Respirei fundo e me aproximei.

— Kaori… — chamei, a voz tremendo levemente, quase abafada pelo som do rio.

Ela não respondeu, nem se moveu. Seus olhos continuavam fixos na água. A hesitação dentro de mim cresceu, mas continuei.

Sentei-me ao lado dela, sentindo a tensão quase palpável no ar. Cada segundo de silêncio parecia mais longo do que o anterior. Por fim, incapaz de suportar aquilo, levantei-me e me curvei profundamente, as mãos ao lado do corpo, como se toda minha sinceridade precisasse ser traduzida naquele gesto.

— Desculpa, Kaori! Eu fui um completo idiota! — Minha voz saiu alta, quase desesperada, enquanto eu lutava para manter o tom firme. — Eu… eu estava tão pressionado com o concurso, com o prazo… tudo parecia demais, e eu acabei descontando em você.

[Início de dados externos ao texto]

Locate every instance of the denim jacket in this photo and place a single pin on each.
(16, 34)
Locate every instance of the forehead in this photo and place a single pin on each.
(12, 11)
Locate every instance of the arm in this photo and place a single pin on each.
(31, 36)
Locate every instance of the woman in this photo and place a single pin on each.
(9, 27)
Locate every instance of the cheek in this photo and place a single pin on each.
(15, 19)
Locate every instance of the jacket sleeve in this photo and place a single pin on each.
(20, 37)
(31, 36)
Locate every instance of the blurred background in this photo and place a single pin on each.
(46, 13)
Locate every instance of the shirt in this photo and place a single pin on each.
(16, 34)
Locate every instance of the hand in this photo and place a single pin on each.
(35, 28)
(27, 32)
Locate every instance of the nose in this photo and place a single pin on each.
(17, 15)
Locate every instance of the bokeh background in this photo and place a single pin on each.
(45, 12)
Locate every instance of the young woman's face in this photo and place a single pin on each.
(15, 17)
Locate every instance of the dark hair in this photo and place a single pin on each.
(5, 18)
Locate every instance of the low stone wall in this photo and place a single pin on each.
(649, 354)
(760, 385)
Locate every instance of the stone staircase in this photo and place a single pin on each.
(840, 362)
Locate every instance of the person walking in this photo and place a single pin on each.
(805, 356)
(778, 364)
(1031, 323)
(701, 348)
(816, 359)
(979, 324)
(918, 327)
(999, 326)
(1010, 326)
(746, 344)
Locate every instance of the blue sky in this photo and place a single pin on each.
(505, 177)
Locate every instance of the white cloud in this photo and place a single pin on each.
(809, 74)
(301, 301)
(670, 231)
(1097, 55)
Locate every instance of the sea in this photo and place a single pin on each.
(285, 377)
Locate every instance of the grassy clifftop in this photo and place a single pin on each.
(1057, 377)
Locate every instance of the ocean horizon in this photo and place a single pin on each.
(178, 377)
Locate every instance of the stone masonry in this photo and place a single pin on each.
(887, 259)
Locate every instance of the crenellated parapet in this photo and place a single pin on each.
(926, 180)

Ela continuou em silêncio, mas eu sabia que precisava continuar, mesmo que fosse só para colocar tudo para fora.

— Não foi sua culpa. Você só queria ajudar, e eu… eu explodi com você. Isso foi horrível da minha parte. Eu sinto muito, de verdade.

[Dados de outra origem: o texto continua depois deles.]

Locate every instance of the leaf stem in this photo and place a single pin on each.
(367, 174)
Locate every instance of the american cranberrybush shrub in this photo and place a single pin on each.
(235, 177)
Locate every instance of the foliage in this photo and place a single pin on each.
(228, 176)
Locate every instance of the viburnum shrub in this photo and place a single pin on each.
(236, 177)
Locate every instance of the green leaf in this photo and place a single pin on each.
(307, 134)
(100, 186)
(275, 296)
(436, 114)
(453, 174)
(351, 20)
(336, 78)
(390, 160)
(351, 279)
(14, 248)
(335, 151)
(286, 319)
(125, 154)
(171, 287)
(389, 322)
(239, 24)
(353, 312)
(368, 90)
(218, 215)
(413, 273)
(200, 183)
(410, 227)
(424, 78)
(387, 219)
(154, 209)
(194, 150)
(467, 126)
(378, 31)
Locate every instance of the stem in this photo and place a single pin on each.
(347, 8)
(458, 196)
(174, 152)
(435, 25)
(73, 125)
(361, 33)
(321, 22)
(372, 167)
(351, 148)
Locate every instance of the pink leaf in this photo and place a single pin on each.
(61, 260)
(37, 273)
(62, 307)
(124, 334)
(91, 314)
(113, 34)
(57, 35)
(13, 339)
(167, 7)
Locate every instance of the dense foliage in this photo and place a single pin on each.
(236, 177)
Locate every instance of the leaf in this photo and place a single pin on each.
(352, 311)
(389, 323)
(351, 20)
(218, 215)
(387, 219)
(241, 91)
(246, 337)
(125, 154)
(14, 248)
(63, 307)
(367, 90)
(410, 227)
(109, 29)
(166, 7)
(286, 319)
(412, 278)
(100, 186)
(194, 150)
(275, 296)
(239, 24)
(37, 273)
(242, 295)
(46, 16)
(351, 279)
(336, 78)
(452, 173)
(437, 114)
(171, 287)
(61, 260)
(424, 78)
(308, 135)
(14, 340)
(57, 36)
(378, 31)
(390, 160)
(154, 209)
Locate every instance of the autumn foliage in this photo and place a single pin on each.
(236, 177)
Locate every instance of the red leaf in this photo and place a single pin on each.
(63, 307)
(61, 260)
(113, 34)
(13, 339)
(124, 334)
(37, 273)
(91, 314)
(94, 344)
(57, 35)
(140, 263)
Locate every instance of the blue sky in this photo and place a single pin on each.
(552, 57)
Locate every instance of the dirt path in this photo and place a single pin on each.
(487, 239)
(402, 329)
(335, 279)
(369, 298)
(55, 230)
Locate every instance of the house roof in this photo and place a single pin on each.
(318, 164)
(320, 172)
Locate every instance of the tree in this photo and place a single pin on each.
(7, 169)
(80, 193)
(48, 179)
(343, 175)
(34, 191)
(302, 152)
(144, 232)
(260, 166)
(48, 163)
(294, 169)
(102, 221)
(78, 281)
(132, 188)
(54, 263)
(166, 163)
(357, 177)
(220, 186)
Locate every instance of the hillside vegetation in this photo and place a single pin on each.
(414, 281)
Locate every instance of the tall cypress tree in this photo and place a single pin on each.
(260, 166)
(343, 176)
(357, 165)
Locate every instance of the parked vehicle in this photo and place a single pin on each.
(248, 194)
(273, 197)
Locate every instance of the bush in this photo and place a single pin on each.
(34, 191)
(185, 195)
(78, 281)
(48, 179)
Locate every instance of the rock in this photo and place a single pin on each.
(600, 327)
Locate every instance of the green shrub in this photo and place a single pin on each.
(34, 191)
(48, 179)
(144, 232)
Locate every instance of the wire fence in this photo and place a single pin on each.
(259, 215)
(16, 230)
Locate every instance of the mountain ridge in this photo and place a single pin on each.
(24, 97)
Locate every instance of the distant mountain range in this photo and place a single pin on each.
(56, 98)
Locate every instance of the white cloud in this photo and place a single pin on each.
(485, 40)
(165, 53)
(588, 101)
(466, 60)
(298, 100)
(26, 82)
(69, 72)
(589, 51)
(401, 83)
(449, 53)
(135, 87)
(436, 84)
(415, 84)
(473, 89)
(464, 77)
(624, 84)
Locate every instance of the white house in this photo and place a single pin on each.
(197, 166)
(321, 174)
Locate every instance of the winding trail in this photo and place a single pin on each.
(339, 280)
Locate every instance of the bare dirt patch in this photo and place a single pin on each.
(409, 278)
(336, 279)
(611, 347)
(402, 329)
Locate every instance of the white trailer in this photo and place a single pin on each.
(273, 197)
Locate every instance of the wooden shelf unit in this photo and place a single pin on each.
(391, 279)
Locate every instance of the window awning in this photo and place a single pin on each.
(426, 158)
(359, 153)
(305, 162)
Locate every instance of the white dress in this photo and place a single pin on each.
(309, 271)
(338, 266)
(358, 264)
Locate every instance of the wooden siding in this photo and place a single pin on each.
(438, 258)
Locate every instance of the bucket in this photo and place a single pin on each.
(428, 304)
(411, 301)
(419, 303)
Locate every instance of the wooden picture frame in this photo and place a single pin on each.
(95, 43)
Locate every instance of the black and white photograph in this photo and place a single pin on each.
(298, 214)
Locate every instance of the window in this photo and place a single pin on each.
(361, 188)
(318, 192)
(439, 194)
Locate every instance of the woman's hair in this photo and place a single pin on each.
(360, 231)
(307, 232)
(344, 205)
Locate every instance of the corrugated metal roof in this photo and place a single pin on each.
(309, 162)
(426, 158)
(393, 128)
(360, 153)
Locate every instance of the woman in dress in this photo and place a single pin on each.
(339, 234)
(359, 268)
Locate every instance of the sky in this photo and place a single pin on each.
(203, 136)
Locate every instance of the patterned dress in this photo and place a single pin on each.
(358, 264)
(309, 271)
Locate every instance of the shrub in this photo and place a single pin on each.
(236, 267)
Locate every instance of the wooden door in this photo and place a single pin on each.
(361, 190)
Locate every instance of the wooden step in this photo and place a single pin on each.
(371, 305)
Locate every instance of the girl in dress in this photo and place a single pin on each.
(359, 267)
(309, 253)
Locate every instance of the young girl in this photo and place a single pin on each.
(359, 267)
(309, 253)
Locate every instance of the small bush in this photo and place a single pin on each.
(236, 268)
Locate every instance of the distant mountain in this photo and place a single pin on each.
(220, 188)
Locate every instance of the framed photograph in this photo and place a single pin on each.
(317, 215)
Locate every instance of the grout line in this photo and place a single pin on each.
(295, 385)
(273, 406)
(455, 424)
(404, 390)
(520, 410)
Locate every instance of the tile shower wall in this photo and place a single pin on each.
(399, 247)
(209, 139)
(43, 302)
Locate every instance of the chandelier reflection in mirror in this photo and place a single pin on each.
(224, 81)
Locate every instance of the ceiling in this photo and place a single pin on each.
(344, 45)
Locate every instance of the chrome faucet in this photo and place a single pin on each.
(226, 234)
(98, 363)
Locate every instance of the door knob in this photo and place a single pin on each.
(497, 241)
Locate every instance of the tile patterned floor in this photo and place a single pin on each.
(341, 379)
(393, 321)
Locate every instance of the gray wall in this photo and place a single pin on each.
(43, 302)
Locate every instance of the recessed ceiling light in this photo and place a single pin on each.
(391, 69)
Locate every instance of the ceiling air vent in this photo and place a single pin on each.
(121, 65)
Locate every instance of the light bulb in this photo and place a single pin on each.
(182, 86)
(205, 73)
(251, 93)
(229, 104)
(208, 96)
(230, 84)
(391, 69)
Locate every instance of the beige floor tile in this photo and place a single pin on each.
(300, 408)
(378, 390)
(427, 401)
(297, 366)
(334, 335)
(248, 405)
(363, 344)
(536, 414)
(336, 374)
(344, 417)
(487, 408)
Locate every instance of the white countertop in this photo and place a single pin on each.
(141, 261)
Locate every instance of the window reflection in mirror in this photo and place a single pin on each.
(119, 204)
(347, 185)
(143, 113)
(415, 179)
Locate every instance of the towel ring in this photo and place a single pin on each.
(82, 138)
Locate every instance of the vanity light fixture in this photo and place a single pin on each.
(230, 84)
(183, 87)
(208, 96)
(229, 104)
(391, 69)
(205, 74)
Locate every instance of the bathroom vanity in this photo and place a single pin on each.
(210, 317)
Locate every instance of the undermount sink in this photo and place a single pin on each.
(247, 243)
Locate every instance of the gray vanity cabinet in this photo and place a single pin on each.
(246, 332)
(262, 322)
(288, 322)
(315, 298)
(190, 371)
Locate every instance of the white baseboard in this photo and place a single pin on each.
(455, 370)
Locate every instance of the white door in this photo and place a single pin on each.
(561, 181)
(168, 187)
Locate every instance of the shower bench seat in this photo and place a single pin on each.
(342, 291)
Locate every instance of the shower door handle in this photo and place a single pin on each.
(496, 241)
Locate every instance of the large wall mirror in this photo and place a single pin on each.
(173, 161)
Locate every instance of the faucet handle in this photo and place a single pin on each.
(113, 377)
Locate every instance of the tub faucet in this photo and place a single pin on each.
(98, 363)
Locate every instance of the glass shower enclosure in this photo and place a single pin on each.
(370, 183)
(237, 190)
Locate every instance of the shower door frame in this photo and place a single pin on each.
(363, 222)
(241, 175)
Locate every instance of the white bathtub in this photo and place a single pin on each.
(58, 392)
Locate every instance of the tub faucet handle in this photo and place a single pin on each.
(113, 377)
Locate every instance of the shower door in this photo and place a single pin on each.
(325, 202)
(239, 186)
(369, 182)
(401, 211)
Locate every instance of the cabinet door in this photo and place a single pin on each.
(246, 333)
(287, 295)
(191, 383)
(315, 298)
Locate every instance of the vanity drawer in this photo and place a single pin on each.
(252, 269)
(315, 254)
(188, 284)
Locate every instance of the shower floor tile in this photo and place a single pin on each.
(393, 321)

O peso das palavras parecia me esmagar, mas ainda não era tudo.

— Eu tive um pesadelo ontem. — Minha voz tremeu ao admitir isso, mas eu sabia que precisava ser honesto. — No sonho, eu perdi o concurso. Ryuuji me humilhou, e… e todos vocês ficaram desapontados comigo. A ideia de falhar, de decepcionar todo mundo que acredita em mim… isso tem me deixado aterrorizado.

Levantei a cabeça, mas ela ainda estava olhando para o rio, o rosto parcialmente escondido pelo cabelo. Meu coração apertou.

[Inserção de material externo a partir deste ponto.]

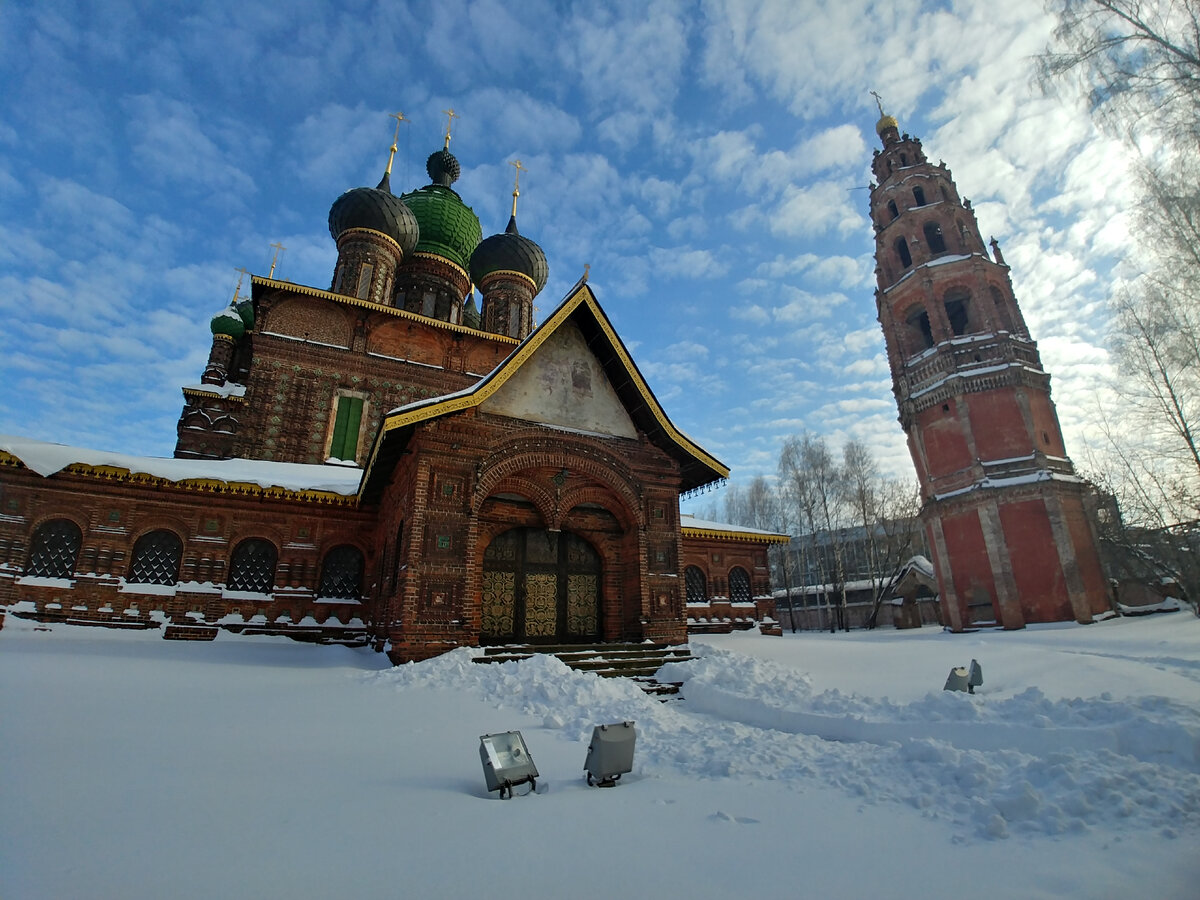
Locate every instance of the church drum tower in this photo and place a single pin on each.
(1005, 513)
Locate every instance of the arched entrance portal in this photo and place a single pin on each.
(540, 587)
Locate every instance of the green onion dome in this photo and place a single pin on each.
(229, 323)
(449, 228)
(246, 310)
(378, 209)
(510, 252)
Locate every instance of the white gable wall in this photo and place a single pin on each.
(563, 384)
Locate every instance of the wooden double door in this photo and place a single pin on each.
(540, 587)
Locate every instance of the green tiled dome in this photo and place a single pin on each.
(228, 322)
(448, 227)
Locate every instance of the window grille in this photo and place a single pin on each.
(156, 558)
(739, 585)
(341, 574)
(252, 567)
(55, 546)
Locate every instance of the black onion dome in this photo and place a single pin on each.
(443, 168)
(379, 211)
(509, 252)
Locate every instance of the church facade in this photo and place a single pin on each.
(388, 459)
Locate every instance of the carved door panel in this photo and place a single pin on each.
(540, 587)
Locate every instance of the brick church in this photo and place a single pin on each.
(390, 460)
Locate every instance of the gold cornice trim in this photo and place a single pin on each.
(210, 485)
(388, 238)
(689, 532)
(215, 395)
(378, 307)
(426, 255)
(486, 279)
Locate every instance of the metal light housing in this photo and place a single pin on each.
(610, 754)
(507, 762)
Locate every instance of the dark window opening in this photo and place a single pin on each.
(156, 558)
(252, 567)
(341, 574)
(54, 550)
(958, 312)
(934, 238)
(923, 334)
(739, 586)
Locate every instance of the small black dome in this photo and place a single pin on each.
(509, 252)
(377, 210)
(443, 168)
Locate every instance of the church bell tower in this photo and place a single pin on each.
(1002, 507)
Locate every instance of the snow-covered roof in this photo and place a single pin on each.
(47, 459)
(690, 523)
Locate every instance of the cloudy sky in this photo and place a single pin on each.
(708, 159)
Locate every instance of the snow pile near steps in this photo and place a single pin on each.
(1024, 765)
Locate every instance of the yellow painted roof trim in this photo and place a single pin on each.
(379, 307)
(203, 485)
(485, 389)
(755, 538)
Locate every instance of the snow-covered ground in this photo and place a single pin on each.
(803, 766)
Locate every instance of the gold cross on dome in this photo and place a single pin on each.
(275, 257)
(450, 117)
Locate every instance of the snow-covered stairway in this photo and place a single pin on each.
(639, 661)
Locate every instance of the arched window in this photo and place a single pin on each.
(1002, 313)
(54, 549)
(252, 567)
(958, 311)
(921, 335)
(156, 557)
(934, 238)
(341, 574)
(739, 585)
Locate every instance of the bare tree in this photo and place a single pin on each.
(1138, 61)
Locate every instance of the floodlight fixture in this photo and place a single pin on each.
(610, 754)
(958, 679)
(975, 676)
(507, 762)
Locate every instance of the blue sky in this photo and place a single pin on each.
(708, 160)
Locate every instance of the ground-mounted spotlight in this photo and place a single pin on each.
(610, 754)
(507, 762)
(975, 676)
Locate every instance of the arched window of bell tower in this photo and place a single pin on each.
(1002, 313)
(919, 335)
(958, 312)
(934, 239)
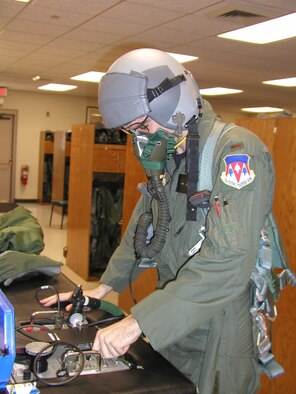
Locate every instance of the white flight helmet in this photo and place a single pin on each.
(148, 82)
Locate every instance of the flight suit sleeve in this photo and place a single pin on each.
(221, 271)
(121, 262)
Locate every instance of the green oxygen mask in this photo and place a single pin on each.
(153, 150)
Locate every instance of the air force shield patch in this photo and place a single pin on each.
(237, 172)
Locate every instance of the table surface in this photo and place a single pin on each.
(157, 375)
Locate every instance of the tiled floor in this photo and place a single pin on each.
(55, 240)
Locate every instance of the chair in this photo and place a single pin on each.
(59, 203)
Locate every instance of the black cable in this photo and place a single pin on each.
(46, 288)
(67, 380)
(105, 321)
(130, 280)
(18, 329)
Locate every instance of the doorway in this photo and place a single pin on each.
(7, 154)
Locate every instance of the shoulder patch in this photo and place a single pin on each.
(237, 172)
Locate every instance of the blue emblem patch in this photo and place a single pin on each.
(237, 172)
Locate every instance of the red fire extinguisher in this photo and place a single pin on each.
(24, 174)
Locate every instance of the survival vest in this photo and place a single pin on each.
(266, 282)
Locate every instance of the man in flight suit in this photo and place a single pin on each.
(199, 316)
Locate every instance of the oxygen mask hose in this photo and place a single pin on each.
(152, 151)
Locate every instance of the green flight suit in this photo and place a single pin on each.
(199, 317)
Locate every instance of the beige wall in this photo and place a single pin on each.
(32, 118)
(43, 111)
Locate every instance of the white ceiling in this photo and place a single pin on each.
(58, 39)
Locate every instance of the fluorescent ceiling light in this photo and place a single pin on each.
(182, 58)
(218, 91)
(262, 109)
(57, 87)
(265, 32)
(91, 76)
(289, 82)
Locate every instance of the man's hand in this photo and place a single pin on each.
(115, 340)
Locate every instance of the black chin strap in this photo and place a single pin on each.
(165, 85)
(192, 166)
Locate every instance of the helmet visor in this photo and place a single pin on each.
(122, 98)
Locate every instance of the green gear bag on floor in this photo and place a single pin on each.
(18, 265)
(20, 231)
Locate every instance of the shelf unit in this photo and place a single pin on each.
(54, 157)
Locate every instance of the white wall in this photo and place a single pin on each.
(44, 111)
(37, 112)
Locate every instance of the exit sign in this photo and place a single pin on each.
(3, 92)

— Eu entendo se você não quiser me perdoar. Mas eu precisava dizer isso. Eu sinto muito, Kaori.

Por um momento, o silêncio foi absoluto. O som do rio parecia mais alto do que nunca, e eu me senti pequeno, insignificante. Mas então, lentamente, ela virou a cabeça.

Sem olhar diretamente para mim, Kaori estendeu a mão, o braço relaxado, mas com o gesto decidido.

— Barra de chocolate. E um pão doce.

— Hã? O quê? — perguntei, confuso, endireitando-me.

Ela finalmente virou o rosto para mim, e um pequeno sorriso começou a se formar, iluminando sua expressão.

— Eu só aceito suas desculpas se você me trouxer uma barra de chocolate e um pão doce.

Por um segundo, fiquei congelado, sem saber se ela estava falando sério. Mas então percebi o tom brincalhão na voz dela, e o peso no meu peito começou a diminuir, como se um raio de luz tivesse atravessado as nuvens.

— Tá… tá bom! Eu vou procurar uma loja agora! — disse, já olhando ao redor, quase entrando no modo de missão.

— Ei, espera. — Ela segurou meu braço, e o toque leve dela me trouxe de volta. — Tô brincando, Shin.

Ela suspirou, e o sorriso agora era genuíno, cheio de calor.

— Eu aceito suas desculpas. Você foi um idiota, sim, mas acho que eu também exagerei um pouco. Eu não sabia... o quanto você tava passando por tudo isso.

Senti o alívio se espalhar pelo meu corpo, como se o peso que eu carregava nos últimos dias tivesse finalmente desaparecido.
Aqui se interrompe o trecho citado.